Other Adjunctive Drugs for Coronary Intervention: Beta-Blockers, Calcium-Channel Blockers, and Angiotensin-Converting Enzyme Inhibitors

β-Adrenergic Receptor Blockers

β-Blockers act by directly competing with binding of catecholamines to β-adrenergic receptors. These agents differ in their selectivity, lipid solubility, metabolism, and partial-agonist ability (intrinsic sympathomimetic ability [ISA]; Table 13.1 ). Although some data suggest that these differences might impact efficacy in certain conditions, such as chronic congestive heart failure (CHF), these differences mainly affect side effects, contraindications, and frequency of dosing. For example, nonselective agents may increase bronchospasm in asthmatic patients, whereas lipophilic agents may have more central nervous system (CNS) effects such as sedation and depression. Type of metabolism will affect plasma half-life in patients with renal or hepatic insufficiency. β-Blockers with ISA slow heart rate less than β-blockers without ISA; also, β-blockers with ISA are less likely to decrease high-density lipoprotein cholesterol (HDL-C) or to increase triglycerides.

Despite these pharmacokinetic differences, efficacy in CAD arises primarily from β ₁ -receptor antagonism. In acute MI, for example, the catecholamine storm decreases the fibrillation threshold, increases myocardial oxygen consumption, and promotes myocardial necrosis.

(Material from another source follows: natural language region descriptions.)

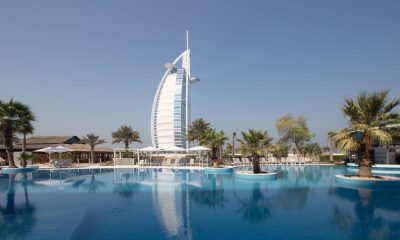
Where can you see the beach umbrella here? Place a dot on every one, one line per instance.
(149, 149)
(50, 150)
(174, 149)
(199, 148)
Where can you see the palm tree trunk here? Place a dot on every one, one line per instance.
(331, 150)
(233, 146)
(24, 144)
(9, 145)
(256, 165)
(92, 154)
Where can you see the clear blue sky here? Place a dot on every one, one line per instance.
(91, 66)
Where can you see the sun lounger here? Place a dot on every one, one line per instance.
(60, 163)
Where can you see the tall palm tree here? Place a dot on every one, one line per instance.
(14, 116)
(125, 134)
(233, 143)
(198, 129)
(92, 140)
(331, 134)
(253, 144)
(313, 150)
(368, 114)
(214, 140)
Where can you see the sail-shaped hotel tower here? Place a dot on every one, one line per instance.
(170, 114)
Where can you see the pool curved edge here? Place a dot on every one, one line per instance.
(247, 175)
(7, 170)
(222, 170)
(347, 181)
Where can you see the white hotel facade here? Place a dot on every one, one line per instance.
(170, 115)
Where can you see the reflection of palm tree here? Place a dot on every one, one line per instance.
(126, 189)
(256, 207)
(16, 221)
(292, 198)
(211, 193)
(93, 185)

By decreasing heart rate and contractility, blockade of the β ₁ -receptor lowers myocardial stress, which decreases necrosis. β-Blockade also raises the fibrillation threshold. By antagonizing lipolysis, β-blockers reduce concentrations of free fatty acids and cause greater use of glucose and less use of oxygen. Although controversial, β-blockers—in particular, carvedilol and nebivolol—may also inhibit platelet aggregation, but the mechanism could be membrane interaction instead of β-receptor antagonism.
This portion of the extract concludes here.